The enormity of the task recently came to light when The Financial Crisis Commission asked Goldman Sachs (GS) to provide documents related to the panel’s probe.  Although Goldman complied with the request, the commission wasn’t expecting some 2.5 billion pages of records.  (That was billion with a “B.”)  The commission made such a fuss about having been given so many pages of content that BusinessWeek created a rather humorous graphic showing what 2.5 billion (with a “B”) pages translates into.  For example, it would take 159 years to print that number of pages on a laser printer.  Once printed, one could cover 28,700 football fields with the documents that would weigh as much as 1,650 male elephants.  

As funny as those statistics are, they give a very effective visual of an issue that is only going to grow in importance: how exactly do you save everything?  If the issue were simply paper records, the task might be cumbersomely realistic, but paper isn’t the big problem.  The digital sphere, where communications are often fast, furious, and copious, is the 800-pound gorilla (2.5 billion pages would equal about 32,250 800-pound gorillas, assuming BusinessWeek’s math is correct). 

It’s understandable that regulators, legislators, and legal entities want all of this information.  Indeed, “smoking gun” emails have been used in countless legal actions, including the infamous Henry Blodget’s emails that appeared to contradict his published research writings at Merrill Lynch, now a part of Bank of America (BAC - Free Analyst Report).

Then there was Frank Quattrone who worked as an investment banker at Morgan Stanley (MS), Deutsche Bank (DB), and Credit Suisse First Boston, now just Credit Suisse (CS), and helped to bring technology companies, such as Cisco (CSCO - Free Analyst Report) and Amazon.com (AMZN), public.  At the other end of the spectrum from Blodget, Quattrone was accused, and eventually acquitted, of obstruction of justice when he supposedly told staff to destroy records. 

Since the world is only getting more and more digital, it would seem that there is an investment opportunity here.  Unfortunately, this business services space is fragmented.  Generally referred to as Information Management Services, the service includes physical and digital information storage.  (Providers also destroy documents, but the Frank Quattrone case seems to suggest documents should be digitized before they are destroyed.) 

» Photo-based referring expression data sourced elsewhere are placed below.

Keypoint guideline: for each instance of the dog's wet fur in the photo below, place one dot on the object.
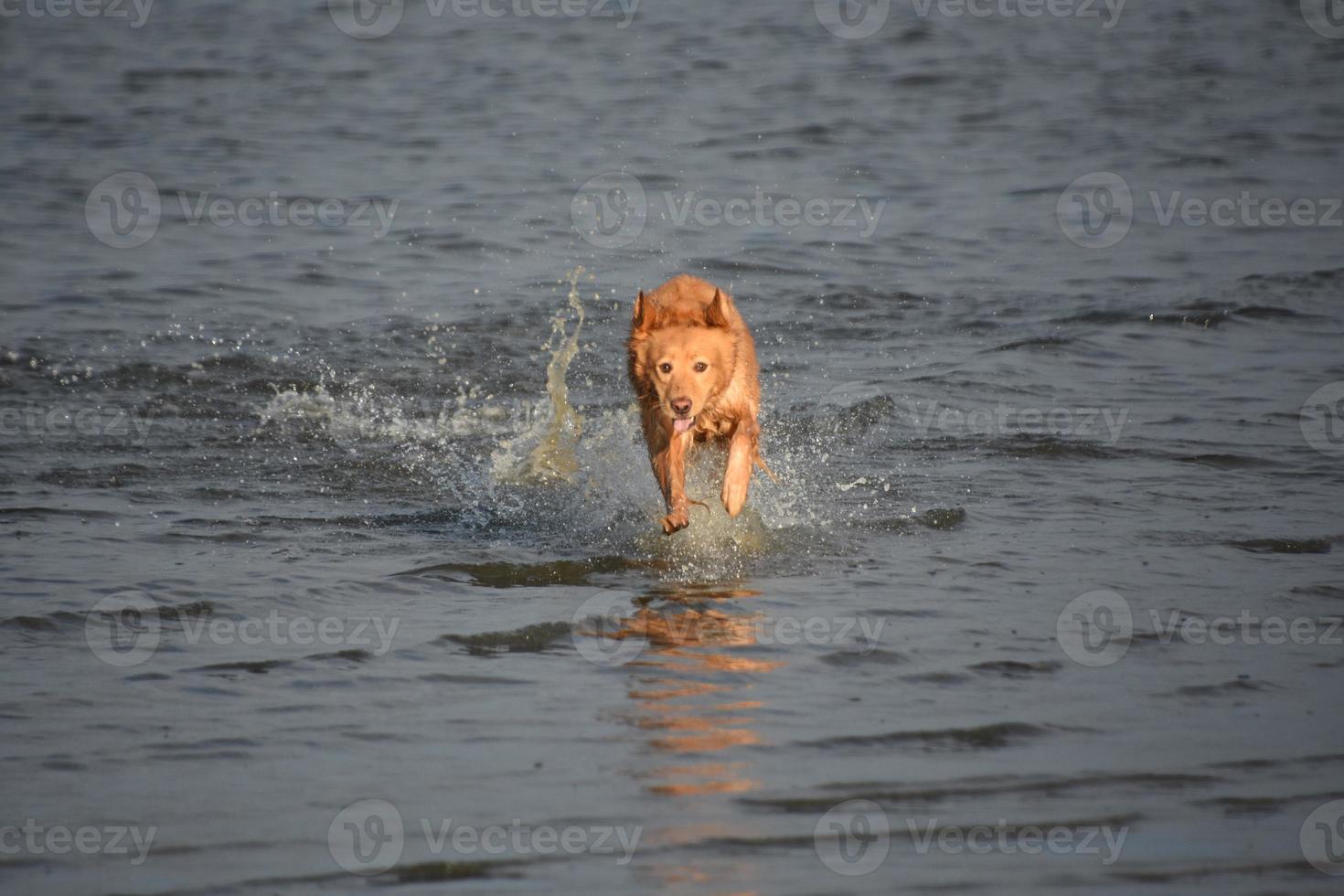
(695, 374)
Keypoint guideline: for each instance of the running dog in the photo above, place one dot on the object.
(695, 374)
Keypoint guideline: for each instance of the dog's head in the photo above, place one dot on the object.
(684, 363)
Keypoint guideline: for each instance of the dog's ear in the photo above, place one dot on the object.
(717, 312)
(645, 315)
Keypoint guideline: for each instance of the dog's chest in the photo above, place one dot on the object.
(709, 425)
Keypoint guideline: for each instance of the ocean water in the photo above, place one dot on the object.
(329, 549)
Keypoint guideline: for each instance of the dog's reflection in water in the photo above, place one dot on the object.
(691, 689)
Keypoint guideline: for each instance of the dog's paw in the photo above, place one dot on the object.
(734, 493)
(677, 520)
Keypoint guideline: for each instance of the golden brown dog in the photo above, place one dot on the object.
(694, 369)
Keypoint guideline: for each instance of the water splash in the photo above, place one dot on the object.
(555, 454)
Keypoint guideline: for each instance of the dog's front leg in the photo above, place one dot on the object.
(669, 469)
(737, 477)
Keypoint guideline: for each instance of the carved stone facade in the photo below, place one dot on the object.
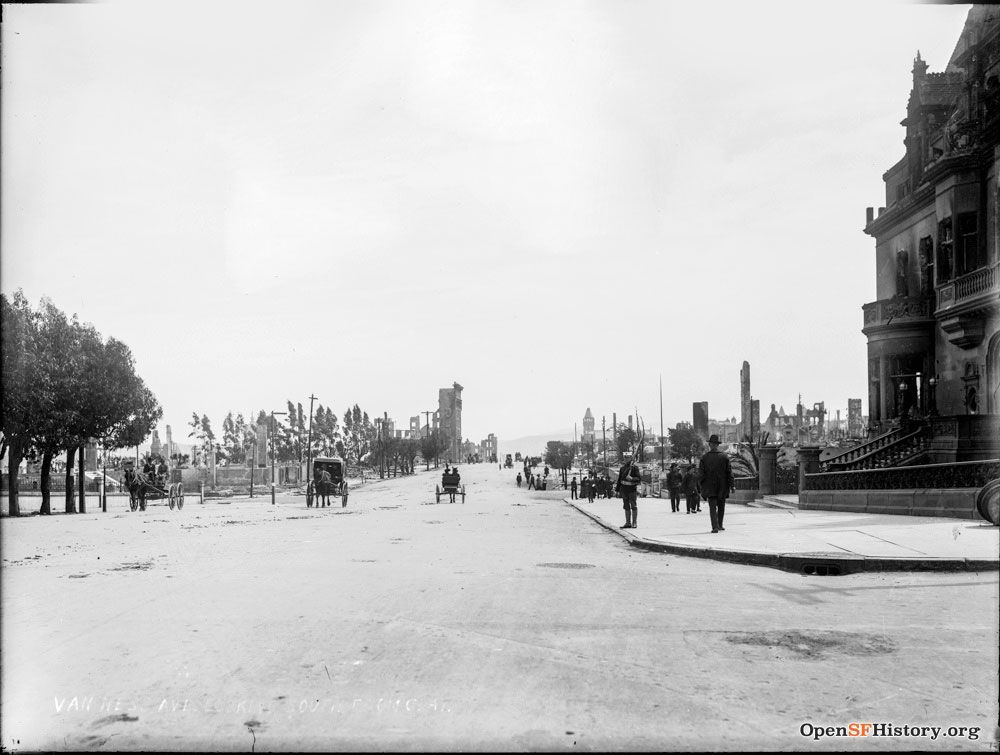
(932, 333)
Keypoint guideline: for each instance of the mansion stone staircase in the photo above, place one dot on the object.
(896, 448)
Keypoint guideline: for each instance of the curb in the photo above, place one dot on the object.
(820, 564)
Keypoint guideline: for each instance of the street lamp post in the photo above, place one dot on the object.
(273, 454)
(309, 443)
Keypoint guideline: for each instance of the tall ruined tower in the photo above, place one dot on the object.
(746, 409)
(450, 418)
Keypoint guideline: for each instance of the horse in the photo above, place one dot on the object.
(136, 483)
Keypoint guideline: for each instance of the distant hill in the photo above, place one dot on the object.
(533, 445)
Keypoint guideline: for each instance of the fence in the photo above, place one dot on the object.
(962, 474)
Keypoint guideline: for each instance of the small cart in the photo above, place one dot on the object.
(319, 488)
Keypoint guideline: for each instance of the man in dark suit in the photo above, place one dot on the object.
(675, 479)
(629, 478)
(716, 481)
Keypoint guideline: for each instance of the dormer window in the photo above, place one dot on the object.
(967, 256)
(945, 251)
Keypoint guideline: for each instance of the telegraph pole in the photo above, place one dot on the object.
(604, 441)
(309, 443)
(662, 467)
(273, 454)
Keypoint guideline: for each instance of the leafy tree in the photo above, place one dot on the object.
(746, 461)
(686, 443)
(23, 384)
(230, 440)
(626, 438)
(559, 455)
(83, 387)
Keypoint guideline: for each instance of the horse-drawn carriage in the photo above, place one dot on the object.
(451, 485)
(329, 478)
(144, 487)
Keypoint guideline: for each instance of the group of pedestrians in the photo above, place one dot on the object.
(686, 484)
(712, 480)
(592, 486)
(534, 481)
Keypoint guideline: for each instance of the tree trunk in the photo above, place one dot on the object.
(70, 502)
(14, 457)
(83, 484)
(46, 483)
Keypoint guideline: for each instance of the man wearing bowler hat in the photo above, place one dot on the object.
(629, 478)
(716, 481)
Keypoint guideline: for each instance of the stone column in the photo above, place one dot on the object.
(808, 463)
(767, 472)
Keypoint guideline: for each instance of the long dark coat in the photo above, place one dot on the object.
(716, 475)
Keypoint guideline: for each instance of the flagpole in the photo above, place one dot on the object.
(661, 422)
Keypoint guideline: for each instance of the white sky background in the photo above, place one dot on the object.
(548, 202)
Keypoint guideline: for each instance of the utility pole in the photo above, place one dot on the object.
(309, 443)
(273, 454)
(384, 440)
(662, 466)
(604, 441)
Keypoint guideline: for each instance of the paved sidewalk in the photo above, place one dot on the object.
(814, 542)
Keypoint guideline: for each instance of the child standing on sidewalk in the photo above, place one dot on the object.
(692, 490)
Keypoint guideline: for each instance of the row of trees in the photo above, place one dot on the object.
(357, 439)
(64, 384)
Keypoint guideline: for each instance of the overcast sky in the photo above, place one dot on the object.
(550, 203)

The largest pure play in the space is Iron Mountain (IRM).  Cintas (CTAS) has a small unit devoted to the space, as well, but the unit is much smaller than Iron Mountain.  There is also a large competitor from Australia, but even there the Information Management Services unit is small compared to Iron Mountain and, as with Cintas, which is best known for its uniform services, is part of a larger entity.

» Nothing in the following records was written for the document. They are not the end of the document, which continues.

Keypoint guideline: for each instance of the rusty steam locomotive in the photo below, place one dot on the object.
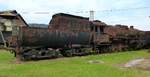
(69, 35)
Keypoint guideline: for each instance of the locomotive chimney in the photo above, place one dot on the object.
(91, 15)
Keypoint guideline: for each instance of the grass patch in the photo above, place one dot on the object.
(73, 67)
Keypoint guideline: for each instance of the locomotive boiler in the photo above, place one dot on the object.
(67, 35)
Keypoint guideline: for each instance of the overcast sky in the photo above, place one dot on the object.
(132, 12)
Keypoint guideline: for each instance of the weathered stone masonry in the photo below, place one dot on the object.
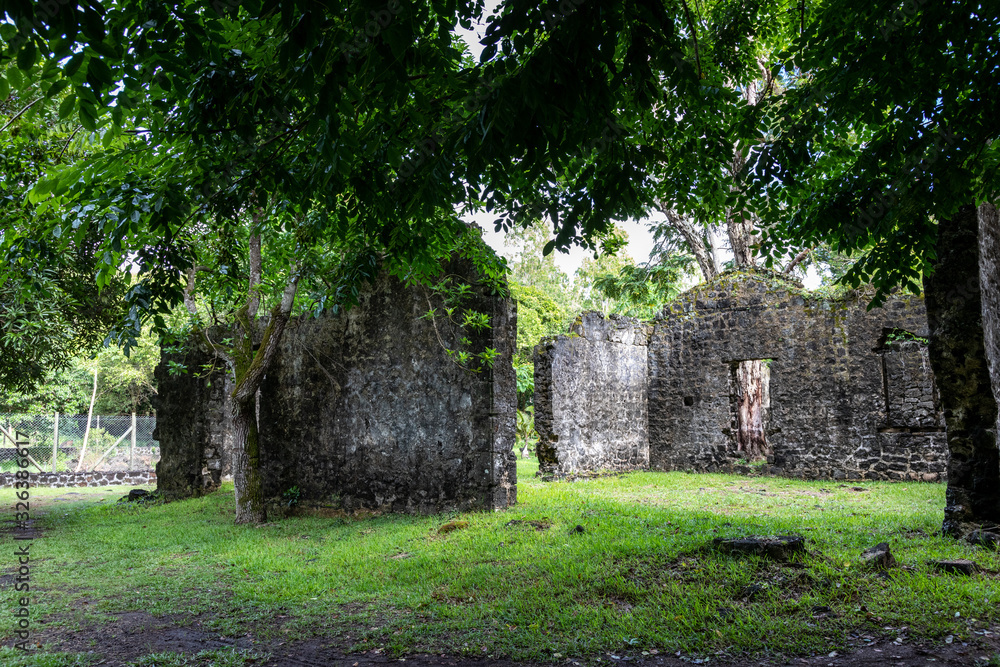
(590, 396)
(850, 394)
(362, 409)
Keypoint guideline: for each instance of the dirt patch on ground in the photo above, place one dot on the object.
(135, 634)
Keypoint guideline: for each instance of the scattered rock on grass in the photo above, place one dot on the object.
(537, 525)
(984, 538)
(139, 496)
(776, 547)
(957, 566)
(879, 556)
(452, 525)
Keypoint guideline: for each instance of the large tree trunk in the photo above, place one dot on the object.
(693, 235)
(251, 362)
(250, 506)
(958, 358)
(989, 280)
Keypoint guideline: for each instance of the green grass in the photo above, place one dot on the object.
(637, 579)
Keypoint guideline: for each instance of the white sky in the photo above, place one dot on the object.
(640, 241)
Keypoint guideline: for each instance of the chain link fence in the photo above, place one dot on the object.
(64, 443)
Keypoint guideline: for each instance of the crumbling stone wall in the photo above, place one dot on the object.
(193, 421)
(846, 401)
(850, 393)
(80, 479)
(590, 397)
(362, 409)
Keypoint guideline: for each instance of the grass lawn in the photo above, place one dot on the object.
(519, 583)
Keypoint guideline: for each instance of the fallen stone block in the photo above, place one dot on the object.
(984, 538)
(879, 556)
(957, 566)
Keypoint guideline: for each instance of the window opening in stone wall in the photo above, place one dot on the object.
(750, 397)
(911, 402)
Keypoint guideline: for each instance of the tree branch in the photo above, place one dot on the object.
(796, 261)
(694, 34)
(248, 385)
(255, 270)
(20, 113)
(694, 239)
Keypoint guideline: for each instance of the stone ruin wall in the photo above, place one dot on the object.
(846, 401)
(590, 397)
(80, 479)
(364, 409)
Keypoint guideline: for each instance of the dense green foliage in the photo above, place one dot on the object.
(49, 307)
(125, 384)
(889, 123)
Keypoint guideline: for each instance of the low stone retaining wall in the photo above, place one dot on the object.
(77, 479)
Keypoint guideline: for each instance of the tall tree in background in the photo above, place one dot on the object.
(882, 148)
(49, 310)
(281, 140)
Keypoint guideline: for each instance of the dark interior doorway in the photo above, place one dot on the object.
(750, 397)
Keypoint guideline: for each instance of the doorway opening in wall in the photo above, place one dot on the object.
(750, 398)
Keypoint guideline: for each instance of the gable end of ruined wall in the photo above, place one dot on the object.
(365, 409)
(850, 390)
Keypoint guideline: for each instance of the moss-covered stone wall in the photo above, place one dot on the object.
(851, 391)
(364, 409)
(590, 397)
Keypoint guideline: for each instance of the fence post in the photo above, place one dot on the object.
(55, 443)
(131, 451)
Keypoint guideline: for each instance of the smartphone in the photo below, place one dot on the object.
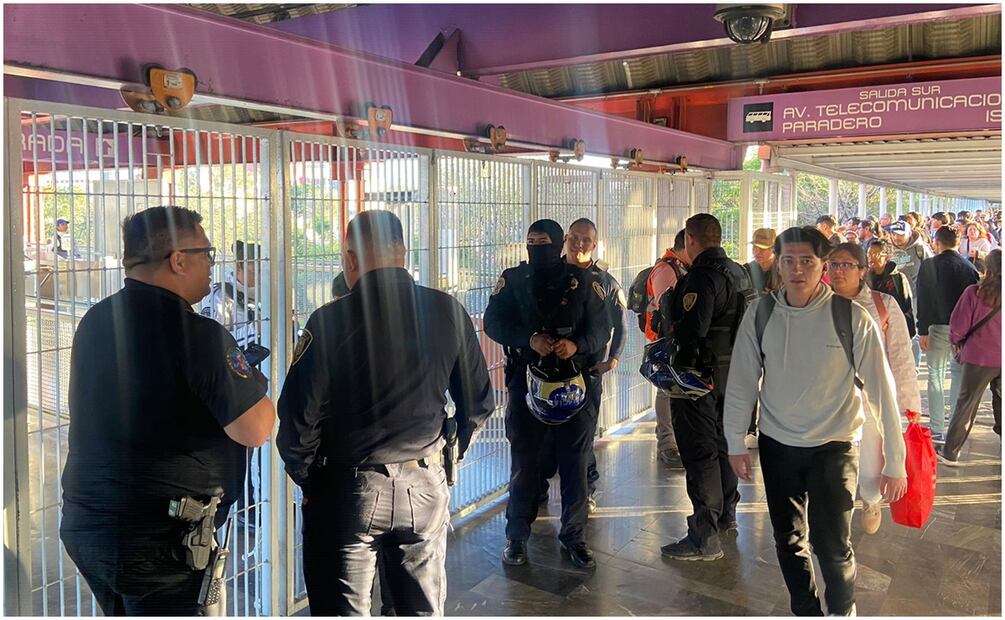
(255, 354)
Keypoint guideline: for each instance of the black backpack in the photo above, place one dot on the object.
(840, 310)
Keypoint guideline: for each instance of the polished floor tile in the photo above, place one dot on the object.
(951, 567)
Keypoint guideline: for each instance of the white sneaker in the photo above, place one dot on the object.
(871, 518)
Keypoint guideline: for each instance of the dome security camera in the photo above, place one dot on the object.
(749, 23)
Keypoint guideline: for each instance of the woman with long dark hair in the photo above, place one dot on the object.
(976, 329)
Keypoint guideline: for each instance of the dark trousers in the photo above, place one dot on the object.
(974, 380)
(573, 447)
(352, 517)
(550, 464)
(138, 577)
(711, 482)
(813, 489)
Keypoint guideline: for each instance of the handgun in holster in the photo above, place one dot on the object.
(450, 450)
(213, 593)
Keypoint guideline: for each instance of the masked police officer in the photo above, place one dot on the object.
(361, 427)
(580, 242)
(162, 407)
(706, 308)
(542, 312)
(232, 302)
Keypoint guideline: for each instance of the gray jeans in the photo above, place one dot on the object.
(939, 356)
(351, 517)
(976, 379)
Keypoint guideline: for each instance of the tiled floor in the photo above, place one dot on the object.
(951, 567)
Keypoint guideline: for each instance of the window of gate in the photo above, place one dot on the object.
(92, 168)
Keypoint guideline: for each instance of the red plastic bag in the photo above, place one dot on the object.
(915, 507)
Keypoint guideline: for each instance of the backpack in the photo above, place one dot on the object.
(840, 311)
(638, 296)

We expect Iron Mountain to benefit from the strong secular growth trend for its services.  So, too, does Berkshire Hathaway’s (BRK-B) Warren Buffett, who has increased his firm’s holdings in the company over the last couple of quarters.  Additionally, the company has started to return cash to its shareholders in the form of a dividend.  This is a nice development and suggests that management sees both a bright future and enough sustainable business to maintain such a distribution.  That said, the company has a decent debt load to bear, so isn’t without risk. 

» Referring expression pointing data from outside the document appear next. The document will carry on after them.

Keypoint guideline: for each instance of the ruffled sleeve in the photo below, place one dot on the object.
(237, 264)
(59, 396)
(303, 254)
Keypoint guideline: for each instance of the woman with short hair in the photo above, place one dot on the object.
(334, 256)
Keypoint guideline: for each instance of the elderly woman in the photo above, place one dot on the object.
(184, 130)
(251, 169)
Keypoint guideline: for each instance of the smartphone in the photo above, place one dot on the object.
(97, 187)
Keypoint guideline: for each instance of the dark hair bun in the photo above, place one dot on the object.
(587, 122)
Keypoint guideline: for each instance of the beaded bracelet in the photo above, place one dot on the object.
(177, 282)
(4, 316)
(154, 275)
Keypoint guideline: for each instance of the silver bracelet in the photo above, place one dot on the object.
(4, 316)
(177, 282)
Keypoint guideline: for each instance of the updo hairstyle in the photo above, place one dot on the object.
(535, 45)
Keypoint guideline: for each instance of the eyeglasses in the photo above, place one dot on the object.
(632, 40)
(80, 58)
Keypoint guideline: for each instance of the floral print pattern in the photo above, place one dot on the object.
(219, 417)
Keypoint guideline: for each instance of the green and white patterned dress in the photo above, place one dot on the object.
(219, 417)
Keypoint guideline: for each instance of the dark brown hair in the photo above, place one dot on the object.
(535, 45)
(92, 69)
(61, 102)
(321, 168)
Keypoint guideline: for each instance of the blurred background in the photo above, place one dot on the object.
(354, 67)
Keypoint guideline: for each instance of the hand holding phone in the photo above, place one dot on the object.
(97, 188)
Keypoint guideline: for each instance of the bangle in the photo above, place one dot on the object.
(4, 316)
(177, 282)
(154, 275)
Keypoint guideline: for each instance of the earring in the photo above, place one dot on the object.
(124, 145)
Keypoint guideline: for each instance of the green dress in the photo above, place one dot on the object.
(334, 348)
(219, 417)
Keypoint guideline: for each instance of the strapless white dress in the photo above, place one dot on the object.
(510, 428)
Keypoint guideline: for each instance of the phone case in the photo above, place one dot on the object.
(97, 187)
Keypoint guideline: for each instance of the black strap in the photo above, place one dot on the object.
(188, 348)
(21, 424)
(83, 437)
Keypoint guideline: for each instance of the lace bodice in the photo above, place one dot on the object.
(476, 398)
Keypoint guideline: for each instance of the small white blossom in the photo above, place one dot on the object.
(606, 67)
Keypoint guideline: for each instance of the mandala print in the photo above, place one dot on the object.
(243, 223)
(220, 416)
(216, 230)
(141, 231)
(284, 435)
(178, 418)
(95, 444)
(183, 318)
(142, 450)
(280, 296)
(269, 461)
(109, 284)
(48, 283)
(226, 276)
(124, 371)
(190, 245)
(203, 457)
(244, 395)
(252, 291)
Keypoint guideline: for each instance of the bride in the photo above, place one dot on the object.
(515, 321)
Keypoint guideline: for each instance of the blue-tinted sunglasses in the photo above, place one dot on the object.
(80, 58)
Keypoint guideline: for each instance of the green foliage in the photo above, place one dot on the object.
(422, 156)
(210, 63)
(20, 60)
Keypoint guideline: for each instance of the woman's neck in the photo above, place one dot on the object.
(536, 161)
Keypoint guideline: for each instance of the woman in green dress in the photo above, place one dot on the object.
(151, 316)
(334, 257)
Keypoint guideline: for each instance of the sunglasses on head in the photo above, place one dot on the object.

Investors who think the space has potential, but don’t want a pure play, might look to Cintas, where the rest of the company’s businesses can provide stability while the documents retention business expands.  Cintas carries materially less debt, as a percentage of capital, than Iron Mountain, and has a long history of dividend increases.  That said, the core business of providing uniforms took a hit in the recent recession and has yet to fully recover—proving that diversification has both benefits and negatives.

Those interested in more than just joking about document retention should take a closer look at Iron Mountain or, if more conservative, Cintas.  Those not looking to make money should at least heed former New York State’s Attorney General Eliot Spitzer who once said, “Never talk when you can nod and never nod when you can wink and never write an e-mail, because it's death. You're giving prosecutors all the evidence we need.”